Recursive grep on Solaris

The grep utility that is included with Solaris 10 does not appear to support recursive behaviour, unlike many flavours of Linux which do so using the -r switch. Until recently I had been using something like:

$ grep 'somestring' `find . -name '*'`

in an attempt to emulate a recursive grep but this doesn’t work too well when you run it from a high-level directory on your system (the size of the output from the find becomes too large for grep to handle).

However, I recently found a much better alternative:

$ find . | xargs grep 'somestring'

This is shorter and much easier to remember, although from initial observations, it seems to take a little longer to run but I can live with that since it works.

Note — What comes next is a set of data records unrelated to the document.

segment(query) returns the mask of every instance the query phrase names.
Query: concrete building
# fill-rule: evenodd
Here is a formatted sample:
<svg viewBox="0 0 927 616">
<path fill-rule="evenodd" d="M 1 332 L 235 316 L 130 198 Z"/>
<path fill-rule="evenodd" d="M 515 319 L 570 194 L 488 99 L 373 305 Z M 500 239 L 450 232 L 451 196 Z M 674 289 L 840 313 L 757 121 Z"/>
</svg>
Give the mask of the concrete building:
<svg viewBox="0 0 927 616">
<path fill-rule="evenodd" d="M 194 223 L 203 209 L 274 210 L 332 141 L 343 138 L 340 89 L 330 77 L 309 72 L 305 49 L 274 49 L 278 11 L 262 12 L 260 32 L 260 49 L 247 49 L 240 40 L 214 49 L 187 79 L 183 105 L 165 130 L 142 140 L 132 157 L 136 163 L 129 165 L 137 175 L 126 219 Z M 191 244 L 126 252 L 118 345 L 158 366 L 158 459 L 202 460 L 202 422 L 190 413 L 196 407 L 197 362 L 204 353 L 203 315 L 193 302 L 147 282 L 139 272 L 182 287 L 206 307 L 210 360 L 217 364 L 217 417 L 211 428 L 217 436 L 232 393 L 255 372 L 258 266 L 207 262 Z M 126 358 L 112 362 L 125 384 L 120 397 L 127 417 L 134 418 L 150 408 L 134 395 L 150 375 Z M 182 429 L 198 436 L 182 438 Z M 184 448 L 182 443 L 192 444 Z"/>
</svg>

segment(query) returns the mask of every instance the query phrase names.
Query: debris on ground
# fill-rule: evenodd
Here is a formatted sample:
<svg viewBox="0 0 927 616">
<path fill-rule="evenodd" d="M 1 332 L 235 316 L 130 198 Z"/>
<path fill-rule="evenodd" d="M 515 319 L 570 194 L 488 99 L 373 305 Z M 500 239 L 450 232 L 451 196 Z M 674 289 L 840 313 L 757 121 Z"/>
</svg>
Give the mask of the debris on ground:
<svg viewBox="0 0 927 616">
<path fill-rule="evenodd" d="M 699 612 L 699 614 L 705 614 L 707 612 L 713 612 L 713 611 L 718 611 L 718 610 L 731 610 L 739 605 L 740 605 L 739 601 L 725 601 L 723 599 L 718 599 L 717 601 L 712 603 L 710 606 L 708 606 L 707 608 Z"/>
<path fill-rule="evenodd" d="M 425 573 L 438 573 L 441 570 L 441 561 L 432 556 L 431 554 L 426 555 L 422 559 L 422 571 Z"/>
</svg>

Smaller C compiler package for Solaris

Over the course of recent months, I have deployed a number of Ruby applications onto Solaris, many of which use a handful of Gem packages. Most of the Gem packages are written in Ruby but a handful are not (e.g. Mongrel, FastThreads and Hpricot) and require native compilation on the host system (part of the installation process).

In order to complete the installation of these Gem packages, you need some form of C compiler. Ordinarily, I would choose GCC, but because the Ruby binaries (and most of the other supporting software packages) I use (i.e. Solaris Coolstack) were compiled using Sun Studio, using GCC is not really an option. So, instead I have to install Sun Studio.

Now, don’t get me wrong, I’ve nothing against the Sun Studio product per say (actually, it’s a superb product). My problem is rather that, in order to install a basic C compiler on my system, I have to download, unzip, untar and then install from a now enormous 1GB (zipped) file (as of Sun Studio 12). This is a real pain and takes a very, very long time (unzip along takes over 15 minutes due to use of Bunzip2 compression). This is all the more painful (and wasteful) when you consider that the disk space consumed by the installation of just the C compiler is a mere 200MB from this 1GB monster.

What I would like (and have requested) is a reduce-size package that contains a basic C compiler only – one that would be used purely for native compilation of the likes of Ruby Gem packages.

Here’s hoping…

Syslog connections rejected using Syslog-NG on Solaris

The Problem

After an upgrade from Syslog-NG version 1.6.7 to version 2.0.5, our syslog server began reporting the following error each time an event was received from a remote host:

Syslog connection rejected by tcpd; from=’AF_INET(127.0.0.1:XXXXX)’

The syslog server was a Solaris x86 system which had a number of reverse SSH tunnels to several SPARC-based syslog clients. The version of syslog-ng was obtained from sunfreeware.com in binary form on both systems.

The Solution

It turns out that Syslog-NG 2.x introduced support for TCP Wrappers (which tcpd is part of) and thus, the settings in my /etc/hosts.allow and /etc/hosts.deny files were actually preventing syslog-ng from accessing port 514 on the local host. Adding the following entry to hosts.allow seems to have fixed the problem:

syslog-ng: localhost

Of course you will need to refresh/restart the inetd service after you do this (svcadm refresh/restart inetd).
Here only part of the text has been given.